Regel-basiertes Tagging

Morphologieanalyse und Lexikonaufbau (7. Vorlesung)

Dozent: Gerold Schneider

Übersicht


Regel-basiertes Tagging (Brill-Tagging)

Lit.: [Brill 92], [Brill 94]

Die CL-Gruppe in Zürich hat den Brill-Tagger für das Deutsche trainiert.

Vorteile von regelbasierten Systemen:

Brills Tagger:

Lernphase

  1. Zuerst werden POS-Wahrscheinlichkeiten aus einem getaggten Korpus (hier Brown Corpus) ermittelt. Damit wird ein Vollformenlexikon aufgebaut. (z.B. die höchste Wahrscheinlichkeit für run ist Verb)
  2. Präfix- und Suffixwahrscheinlichkeiten werden aus dem getaggten Korpus automatisch ermittelt. (z.B. ein Wort auf -ous ist wahrscheinlich Adjektiv)
  3. Der Algorithmus wendet seine gelernten POS-Wahrscheinlichkeiten an und vergleicht seine Tagging-Ergebnisse mit den im getaggten Corpus vorgegebenen und leitet Änderungsregeln zu vorgegebenen Regelmustern ab:

    Change tag `a' to tag `b' when:

    1. The preceding (following) word is tagged `z'.
    2. The word two before (after) is tagged `z'.
    3. One of the two preceding (following) words is tagged `z'.
    4. One of the three preceding (following) words is tagged `z'.
    5. The preceding word is tagged `u' and the following word is tagged `z'.
    6. The preceding (following) word is tagged `u' and the word two before (after) is tagged `z'.
    7. The preceding (following) word is `w'.
    8. The word two before (after) is `w'.
    9. One of the two preceding (following) words is `w'.
    10. The current word is `v' and the preceding (following) word is `w'.
    11. The current word is `w' and the preceding (following) word is tagged `z'.

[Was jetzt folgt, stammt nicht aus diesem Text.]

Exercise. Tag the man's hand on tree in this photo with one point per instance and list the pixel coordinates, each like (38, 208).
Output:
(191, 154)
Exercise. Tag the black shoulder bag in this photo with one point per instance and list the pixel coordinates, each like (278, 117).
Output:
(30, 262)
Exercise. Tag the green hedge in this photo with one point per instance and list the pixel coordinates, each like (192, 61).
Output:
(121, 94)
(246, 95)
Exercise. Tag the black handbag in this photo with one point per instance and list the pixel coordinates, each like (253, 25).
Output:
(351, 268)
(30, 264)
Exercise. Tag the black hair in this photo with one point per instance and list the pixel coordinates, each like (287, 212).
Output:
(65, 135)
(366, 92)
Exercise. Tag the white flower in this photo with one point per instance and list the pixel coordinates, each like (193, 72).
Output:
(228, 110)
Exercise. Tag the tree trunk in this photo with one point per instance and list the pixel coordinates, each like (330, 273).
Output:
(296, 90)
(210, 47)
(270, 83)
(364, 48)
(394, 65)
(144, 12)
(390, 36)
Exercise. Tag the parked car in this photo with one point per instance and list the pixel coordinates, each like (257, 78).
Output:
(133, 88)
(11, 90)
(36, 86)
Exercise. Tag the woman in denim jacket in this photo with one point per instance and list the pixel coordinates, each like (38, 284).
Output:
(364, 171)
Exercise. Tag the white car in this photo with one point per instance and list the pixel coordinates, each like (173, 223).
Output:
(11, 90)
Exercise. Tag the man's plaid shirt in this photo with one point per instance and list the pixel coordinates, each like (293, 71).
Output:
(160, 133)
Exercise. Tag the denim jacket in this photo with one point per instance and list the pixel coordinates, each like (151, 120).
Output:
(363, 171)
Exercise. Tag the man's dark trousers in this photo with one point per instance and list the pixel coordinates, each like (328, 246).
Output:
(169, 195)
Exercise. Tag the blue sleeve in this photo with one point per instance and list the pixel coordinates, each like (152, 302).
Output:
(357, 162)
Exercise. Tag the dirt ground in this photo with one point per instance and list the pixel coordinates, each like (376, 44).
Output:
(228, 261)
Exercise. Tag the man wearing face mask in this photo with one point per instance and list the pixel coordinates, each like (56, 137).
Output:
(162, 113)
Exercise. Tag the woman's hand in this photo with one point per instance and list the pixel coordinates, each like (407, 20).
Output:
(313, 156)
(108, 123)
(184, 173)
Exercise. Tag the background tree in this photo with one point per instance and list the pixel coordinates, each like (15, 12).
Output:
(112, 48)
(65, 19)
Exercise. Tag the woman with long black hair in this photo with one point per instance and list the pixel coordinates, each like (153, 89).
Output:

    Für jede Regelvariante <tag_a, tag_b, Variantennummer> wird berechnet, wie oft sie richtige und wie oft sie falsche Ergebnisse liefert. Die Differenz ergibt die Verbesserungssumme. Die Regelvariante mit der besten Verbesserungssumme wird angewendet.

Bsp.: Der Tagger markiert ursprünglich 159 Wörter als Verben, die Nomen sein sollten. Mit der Regel "Ändere Tag von Verb zu Nomen, falls eines der zwei vorhergehenden Wörter als Determiner getaggt ist." werden 98 Fälle (von den 159) korrigiert, aber es werden 18 andere Fehler erzeugt. Die Verbesserungssumme ist also (98-18=) 80.

Bsp. für zwei vom englischen System ermittelte Regeln:

 1. 	TO IN Next-tag AT

Ein mit TO (to-Infinitiv) getaggtes Wort wird mit IN (Präposition) getaggt, falls das nächste Wort mit AT (Artikel) getaggt ist.

 2.	VBN VBD Prev-Word-is-cap Yes

Ein mit VBN (Past Part. Verb) getaggtes Wort wird mit VBD (Past Verb) getaggt, falls das vorhergehende Wort mit Grossbuchstaben beginnt (d.h. ein Eigenname ist).

Anwendung des Taggers

  1. Jedem Wort wird das nach dem Lexikon wahrscheinlichste Tag zugewiesen.
  2. Unbekannte Wörter, die mit einem Grossbuchstaben beginnen, werden als Namen angesehen.
  3. Unbekannte Wörter, die mit einem Kleinbuchstaben beginnen, werden aufgrund ihrer Endung klassifiziert (z.B. blablaous als Adj).
  4. Alle gelernten Regeln werden angewendet.

Der Algorithmus für die englische Version hat eine Fehlerquote von 7,9%, wenn nur die Schritte 1-3 angewendet werden. Wenn auch die 71 automatisch ermittelten Regeln eingesetzt werden, verbessert sich das System von 7,9% auf 5,1% Fehlerrate.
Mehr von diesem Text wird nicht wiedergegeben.